兩人坐在球場邊的石階上,像那天凌晨一樣,迎著天邊泛起的魚肚白。林默猶豫了半天,還是忍不住問:“大爺,他們說您以前是打專業籃球的,是真的嗎?”
老頭的動作頓了頓,手里的豆漿晃了晃,泡沫順著杯口溢出來一點。他沉默了好一會兒,才緩緩開口:“是,四十年前,我是省籃球隊的主力后衛。”
林默瞪大了眼睛——省籃球隊的主力后衛,那可是和現在的職業球員一個級別的存在!
“那您怎么……”
“輸了一場不該輸的比賽。”老頭的聲音低了下來,眼角的皺紋里染上了幾分苦澀,“那年全運會決賽,最后十秒,我們和對手戰平,球在我手里。我當時腦子一熱,沒看隊友的空位,硬要自己突破上籃,結果被對方蓋帽,球權丟了,最后輸了一分。”
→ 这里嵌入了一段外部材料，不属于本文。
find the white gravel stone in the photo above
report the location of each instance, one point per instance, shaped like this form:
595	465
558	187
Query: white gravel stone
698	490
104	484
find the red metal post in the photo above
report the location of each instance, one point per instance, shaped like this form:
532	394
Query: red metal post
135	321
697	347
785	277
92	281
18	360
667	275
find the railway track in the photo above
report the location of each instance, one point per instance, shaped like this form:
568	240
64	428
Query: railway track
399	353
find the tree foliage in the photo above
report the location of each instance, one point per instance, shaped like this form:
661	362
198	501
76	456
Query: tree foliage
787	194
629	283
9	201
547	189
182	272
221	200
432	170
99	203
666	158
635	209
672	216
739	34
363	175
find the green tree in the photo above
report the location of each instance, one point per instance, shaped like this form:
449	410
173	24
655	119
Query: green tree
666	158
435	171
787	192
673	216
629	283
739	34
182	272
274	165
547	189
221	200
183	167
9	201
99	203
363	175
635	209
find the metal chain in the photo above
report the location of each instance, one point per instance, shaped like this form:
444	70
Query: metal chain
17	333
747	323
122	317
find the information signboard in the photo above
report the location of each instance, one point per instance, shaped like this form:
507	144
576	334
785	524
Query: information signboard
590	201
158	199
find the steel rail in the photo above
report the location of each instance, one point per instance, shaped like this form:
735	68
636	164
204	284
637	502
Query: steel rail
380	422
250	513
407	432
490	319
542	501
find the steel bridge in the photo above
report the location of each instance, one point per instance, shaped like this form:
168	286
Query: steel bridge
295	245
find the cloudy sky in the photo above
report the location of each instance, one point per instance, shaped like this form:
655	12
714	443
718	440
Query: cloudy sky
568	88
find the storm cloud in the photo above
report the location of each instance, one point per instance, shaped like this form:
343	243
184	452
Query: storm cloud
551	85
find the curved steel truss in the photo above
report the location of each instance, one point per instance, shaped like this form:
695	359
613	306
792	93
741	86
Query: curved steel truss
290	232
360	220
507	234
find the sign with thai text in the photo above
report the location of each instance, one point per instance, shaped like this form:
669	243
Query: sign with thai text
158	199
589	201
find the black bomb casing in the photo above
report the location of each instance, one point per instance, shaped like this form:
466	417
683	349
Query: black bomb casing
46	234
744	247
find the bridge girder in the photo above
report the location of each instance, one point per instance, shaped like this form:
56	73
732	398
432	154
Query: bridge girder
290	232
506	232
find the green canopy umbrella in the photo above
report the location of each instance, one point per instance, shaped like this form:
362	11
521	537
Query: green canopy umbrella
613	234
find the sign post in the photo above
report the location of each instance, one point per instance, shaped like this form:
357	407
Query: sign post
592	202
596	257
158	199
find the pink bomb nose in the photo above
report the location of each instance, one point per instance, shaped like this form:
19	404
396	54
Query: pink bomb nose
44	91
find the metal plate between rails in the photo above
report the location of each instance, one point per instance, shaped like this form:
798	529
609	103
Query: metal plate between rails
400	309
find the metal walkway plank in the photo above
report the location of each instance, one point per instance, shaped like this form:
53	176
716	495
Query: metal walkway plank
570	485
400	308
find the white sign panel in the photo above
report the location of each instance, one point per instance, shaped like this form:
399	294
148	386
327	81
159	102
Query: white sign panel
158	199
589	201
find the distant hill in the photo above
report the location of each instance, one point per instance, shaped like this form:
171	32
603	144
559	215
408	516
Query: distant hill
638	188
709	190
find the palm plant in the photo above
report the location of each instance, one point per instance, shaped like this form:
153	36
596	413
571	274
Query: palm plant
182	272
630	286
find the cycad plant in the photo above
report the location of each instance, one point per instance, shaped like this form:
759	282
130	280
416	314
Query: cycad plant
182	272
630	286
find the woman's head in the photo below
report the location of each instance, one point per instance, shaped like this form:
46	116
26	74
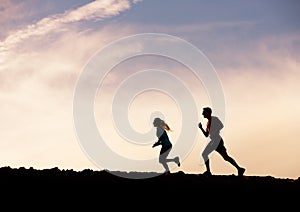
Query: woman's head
160	123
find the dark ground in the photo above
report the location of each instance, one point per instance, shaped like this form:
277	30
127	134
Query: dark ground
88	187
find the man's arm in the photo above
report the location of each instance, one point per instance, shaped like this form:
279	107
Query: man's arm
205	133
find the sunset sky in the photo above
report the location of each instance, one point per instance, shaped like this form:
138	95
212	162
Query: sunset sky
81	82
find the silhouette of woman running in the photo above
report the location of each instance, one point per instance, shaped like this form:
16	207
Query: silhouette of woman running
166	145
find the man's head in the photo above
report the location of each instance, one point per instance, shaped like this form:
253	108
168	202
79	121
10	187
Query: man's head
206	112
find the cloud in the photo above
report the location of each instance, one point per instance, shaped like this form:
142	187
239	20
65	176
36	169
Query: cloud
96	10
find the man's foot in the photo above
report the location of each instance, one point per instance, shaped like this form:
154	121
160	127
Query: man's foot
207	173
177	161
167	172
241	172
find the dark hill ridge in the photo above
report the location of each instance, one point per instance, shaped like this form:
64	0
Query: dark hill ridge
18	183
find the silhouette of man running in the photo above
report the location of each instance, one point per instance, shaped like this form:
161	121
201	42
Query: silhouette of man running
213	128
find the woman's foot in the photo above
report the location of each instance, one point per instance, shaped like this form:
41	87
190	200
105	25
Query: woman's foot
177	161
241	172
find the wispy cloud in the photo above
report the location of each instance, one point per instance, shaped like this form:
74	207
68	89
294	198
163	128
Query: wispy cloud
96	10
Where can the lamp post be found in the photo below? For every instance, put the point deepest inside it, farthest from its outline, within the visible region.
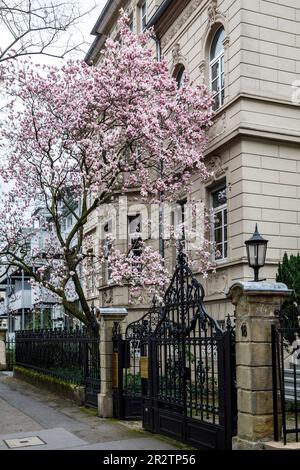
(256, 252)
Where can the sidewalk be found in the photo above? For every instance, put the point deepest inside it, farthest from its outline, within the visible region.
(57, 423)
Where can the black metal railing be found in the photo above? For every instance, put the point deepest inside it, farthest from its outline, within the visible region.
(59, 353)
(286, 383)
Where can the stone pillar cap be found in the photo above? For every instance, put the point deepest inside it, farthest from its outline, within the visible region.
(261, 287)
(112, 311)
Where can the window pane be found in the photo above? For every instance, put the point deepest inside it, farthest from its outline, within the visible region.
(218, 236)
(217, 44)
(219, 197)
(218, 220)
(219, 251)
(225, 250)
(215, 85)
(216, 104)
(222, 96)
(215, 70)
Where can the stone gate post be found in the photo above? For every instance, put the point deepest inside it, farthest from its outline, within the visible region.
(2, 348)
(107, 317)
(255, 305)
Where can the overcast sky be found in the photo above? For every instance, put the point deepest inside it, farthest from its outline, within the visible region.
(82, 32)
(84, 28)
(89, 21)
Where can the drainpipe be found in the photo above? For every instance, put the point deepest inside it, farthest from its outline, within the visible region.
(161, 196)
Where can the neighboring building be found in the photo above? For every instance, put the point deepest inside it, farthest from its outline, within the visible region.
(248, 53)
(27, 306)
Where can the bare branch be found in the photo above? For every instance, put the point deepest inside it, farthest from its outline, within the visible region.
(40, 27)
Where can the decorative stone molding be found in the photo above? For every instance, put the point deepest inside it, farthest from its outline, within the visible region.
(176, 53)
(255, 305)
(219, 126)
(226, 42)
(108, 296)
(214, 165)
(180, 21)
(212, 11)
(217, 283)
(178, 58)
(202, 68)
(2, 349)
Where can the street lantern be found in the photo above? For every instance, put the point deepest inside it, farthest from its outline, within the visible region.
(256, 252)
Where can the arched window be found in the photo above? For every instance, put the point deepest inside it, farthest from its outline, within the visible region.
(180, 76)
(216, 66)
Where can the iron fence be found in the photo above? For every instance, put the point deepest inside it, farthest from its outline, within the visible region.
(286, 383)
(62, 353)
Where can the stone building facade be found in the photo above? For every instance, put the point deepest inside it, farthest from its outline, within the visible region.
(248, 53)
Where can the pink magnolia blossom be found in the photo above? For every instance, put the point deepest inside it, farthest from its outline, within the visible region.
(78, 130)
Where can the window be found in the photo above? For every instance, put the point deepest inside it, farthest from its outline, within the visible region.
(143, 16)
(216, 66)
(90, 279)
(219, 225)
(180, 77)
(107, 229)
(69, 221)
(130, 24)
(134, 233)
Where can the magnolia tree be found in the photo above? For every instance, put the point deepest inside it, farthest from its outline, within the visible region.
(81, 133)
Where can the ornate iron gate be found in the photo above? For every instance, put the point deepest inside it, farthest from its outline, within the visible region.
(130, 364)
(92, 369)
(177, 367)
(191, 392)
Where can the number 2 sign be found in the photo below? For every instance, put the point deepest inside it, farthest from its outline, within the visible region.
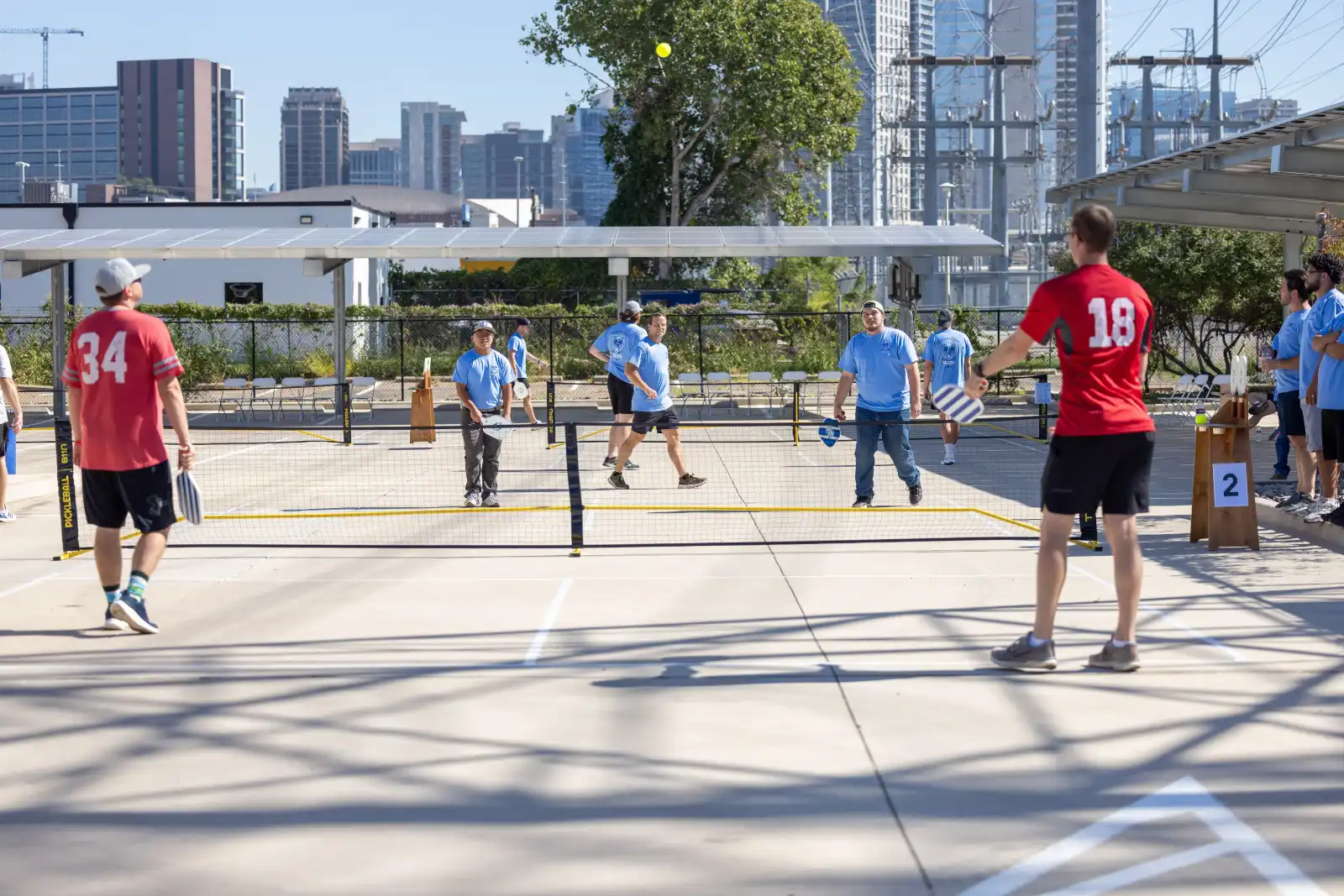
(1230, 485)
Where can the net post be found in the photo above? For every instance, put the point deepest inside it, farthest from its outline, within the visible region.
(571, 468)
(797, 407)
(346, 412)
(550, 411)
(66, 490)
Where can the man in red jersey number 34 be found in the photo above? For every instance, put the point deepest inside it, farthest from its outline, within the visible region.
(1102, 449)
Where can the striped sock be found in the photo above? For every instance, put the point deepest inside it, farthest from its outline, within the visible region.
(138, 584)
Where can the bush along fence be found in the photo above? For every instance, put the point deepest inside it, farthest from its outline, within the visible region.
(393, 347)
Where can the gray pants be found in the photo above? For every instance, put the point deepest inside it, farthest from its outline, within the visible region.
(481, 452)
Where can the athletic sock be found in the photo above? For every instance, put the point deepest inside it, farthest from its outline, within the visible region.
(138, 584)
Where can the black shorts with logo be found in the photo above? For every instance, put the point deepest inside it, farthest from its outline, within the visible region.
(145, 495)
(663, 421)
(1086, 470)
(622, 394)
林默的心猛地一揪,他想起自己決賽最后十秒的選擇,若是當時他也像老頭當年那樣沖動,恐怕奪冠的喜悅就成了泡影。
“從那以后,我就退了。”老頭嘆了口氣,“總覺得是自己毀了全隊的努力,沒臉再站在球場上。后來回了這邊,看著這片露天球場,就忍不住留下來,偶爾打打球,也算沒辜負這輩子的熱愛。”
林默攥了攥拳頭,不知道該怎么安慰他。他忽然明白,老頭教他的不只是籃球的節奏,更是面對賽場、面對人生的心態——沖動贏不了硬仗,沉穩才能走到最后。
“大爺,”林默抬起頭,眼神堅定,“您當年的遺憾,我想幫您補回來。”
老頭愣了愣:“補回來?”
“嗯!”林默點頭,“cba青年隊的交流機會,我想帶著您的經驗去,好好訓練,將來站在更大的賽場上,打出不后悔的比賽。等我打出來了,一定回來,和您在這片球場,再打一局。”
老頭看著他眼里的光,像看到了四十年前的自己——一樣的倔強,一樣的熱愛,卻多了一份難得的沉穩。他笑了,拍了拍林默的肩膀:“好啊,我等著。不過你記住,到了專業賽場,比身體、比技術更重要的,是守住心里的節奏。”
就在這時,林默的手機響了,是cba青年隊的工作人員打來的,通知他三天后去省訓練基地報到。掛了電話,林默站起身,對著老頭深深鞠了一躬:“大爺,謝謝您。等我回來!”
他轉身往球場外跑,陽光透過樹葉的縫隙灑在他身上,把他的影子拉得很長。老頭站在原地,看著他的背影,手里的豆漿還冒著熱氣。他抬起頭,望向籃筐,緩緩舉起手,做了個傳球的動作——仿佛四十年前那場遺憾的決賽,在這一刻,終于有了新的開始。
三天后的清晨,林默背著運動背包,最后看了一眼城中村的露天球場。白熾燈已經熄滅,水泥地上還殘留著他無數次運球的痕跡。他深吸一口氣,轉身踏上了前往省訓練基地的公交車,心里默念著:大爺,等著我,等著我把霓虹球場的光芒,帶到更大的舞臺上。